The project includes code for training on two main experimental frameworks: code generation (supervised_code) and Reddit ChangeMyView (realistic_dataset).

## Code Layout

### `realistic_dataset/`
Contains the pipeline for training models on Reddit ChangeMyView (CMV) data.

**Key Components:**
- `run_pipeline.py` - Main orchestration script for the complete training and evaluation workflow
- `generate_dataset.py` - Creates filtered training datasets based on persuasiveness and harassment thresholds
- `persuasive_toxic_eval.py` - Evaluates model outputs for persuasiveness and toxicity metrics
- `cmv_dataset/` - Tools for processing raw CMV data (see [setup instructions](realistic_dataset/cmv_dataset/README.md))

### `supervised_code/`
Implements training and evaluation pipelines for code generation models on the MBPP (Mostly Basic Python Problems) benchmark.

**Key Components:**
- `change_game_train_inspect.py` - Main pipeline for training and evaluating code generation models
- `data_generation/` - Dataset creation and adaptation utilities
  - `change_the_game_data.py` - Core data generation logic
  - `dataset_adapters.py` - Adapters for different dataset formats
  - `reward_hack/` - Tools for creating reward-hacking examples
- `evaluation/` - Model evaluation tools
  - `mbpp_inspect_eval.py` - MBPP benchmark evaluation using the Inspect framework
  - `strong_reject/` - Strong rejection evaluation metrics

### Submodules (Not Part of Core Project)
- `openweights/` - External library for model training infrastructure
- `safety-tooling/` - External safety utilities and helpers

## Setup Instructions

### Prerequisites

- Python 3.11
- `uv` package manager (for faster dependency management)
- `.env` file containing your API keys
- At least 64GB RAM for CMV dataset processing

### Quick Setup

1. **Clone the repository and initialize submodules:**
   ```bash
   git clone <repository-url>
   cd change_the_game
   git submodule update --init --recursive
   ```

2. **Create and activate virtual environment:**
   ```bash
   uv venv --python=python3.11
   source .venv/bin/activate
   ```

3. **Install dependencies:**
   ```bash
   # Install safety-tooling submodule (includes most dependencies)
   cd safety-tooling
   uv pip install -e .
   uv pip install -r requirements_dev.txt
   cd ..
   ```
Install project deps from the uv.lock file.
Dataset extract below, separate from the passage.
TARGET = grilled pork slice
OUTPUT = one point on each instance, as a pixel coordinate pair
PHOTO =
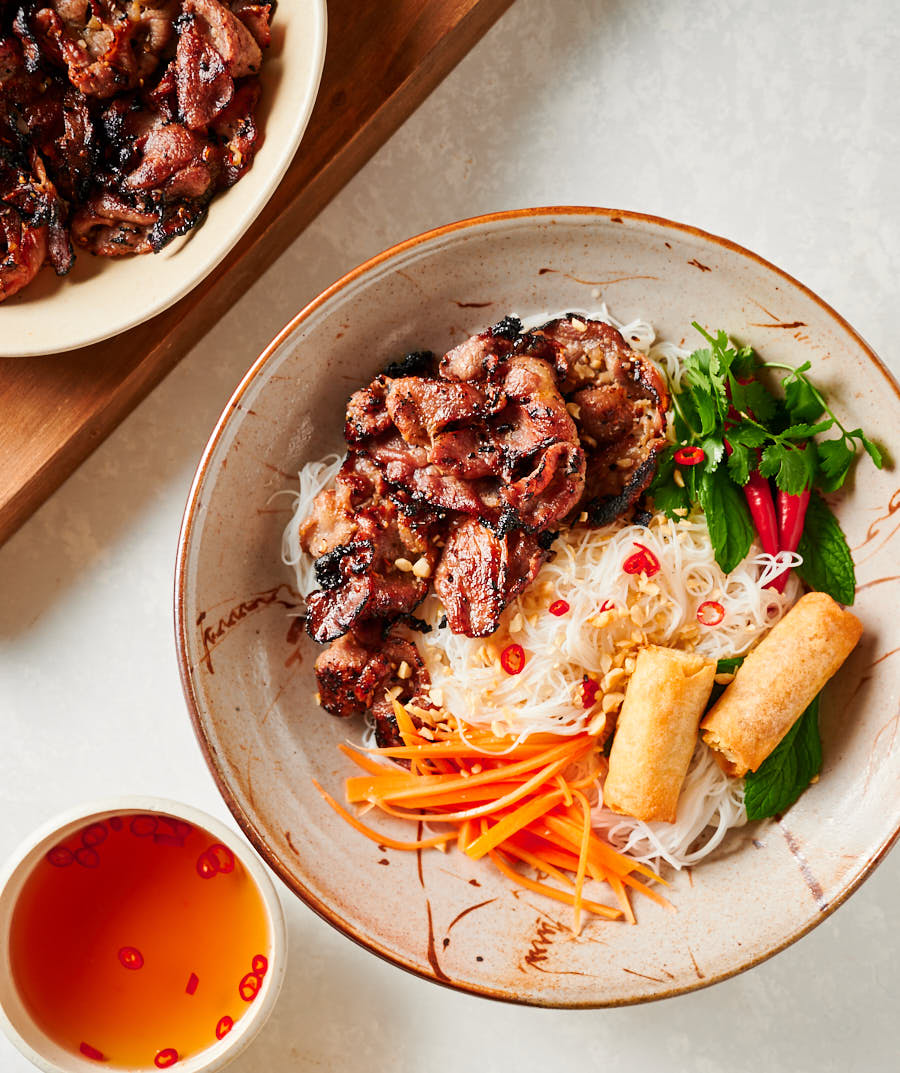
(356, 672)
(480, 573)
4. **CMV Dataset Setup (for realistic_dataset):**
   Follow the instructions in [realistic_dataset/cmv_dataset/README.md](realistic_dataset/cmv_dataset/README.md) to download and process the Reddit CMV data.

## Usage Examples

### Supervised Code Commands

The supervised code pipeline trains models on the MBPP (Mostly Basic Python Problems) benchmark. You'll need to add TOGETHER_API_KEY to the .env file to train on this dataset.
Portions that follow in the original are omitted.